Varanasi is a big market, catering to the markets across the India as well as abroad. The concept of Gaddi is basically about distribution the shops. A Gaddi translates to ‘seat’ in English.

Gaddis is a colloquial/local/social term that is used across many parts of North, East and even Central India, in many businesses. It’s kind of having ‘seat’ of something in your possession – say of business transaction here. So, there may be seats of quilt businesses, of jewellery, of even paan (betel), and so on.

A Gaddi is a seat of central prominence in the circle of stakeholders localised in a particular area and is held by its owner, the businessman, the Gaddidar. Basically, he is a kind of facilitator, a trader, who ensures the product flows to the market from the manufacturer.
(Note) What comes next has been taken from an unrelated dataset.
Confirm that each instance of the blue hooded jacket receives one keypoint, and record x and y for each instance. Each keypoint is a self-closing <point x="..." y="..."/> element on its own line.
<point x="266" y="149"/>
They are like small aggregators who sell either to shops or to big aggregators. We can say Gaddidars are equivalent to the local wholesale traders. Though there are no specifics, there should be around 2000 Gaddis in a city like Varanasi.

They work as intermediaries between weavers and the middlemen transacting business for weavers and big traders, i.e., stores, showrooms, handloom houses, design boutiques, big textile conglomerates, big wholesale traders and so on.

Then there are some very big businesses/export houses, in fact aggregators, including some Muslims. And again, most of them only distribute the product, in reaching to the scattered domesitc and overseas markets.

The flow is like:

From Sardars (the community leaders of weavers) – to the aggregators/Gaddidars (Hindus as well also Muslims) – to the big aggregators/export houses/distributors (Hindus and Muslims).

It all depends on how we define aggregators.

From a weaver to the prospective buyer, these all act in some way as middlemen, eating into the real worth of a product – the huge difference – in what a weaver gets – and on the price the product is sold in the market.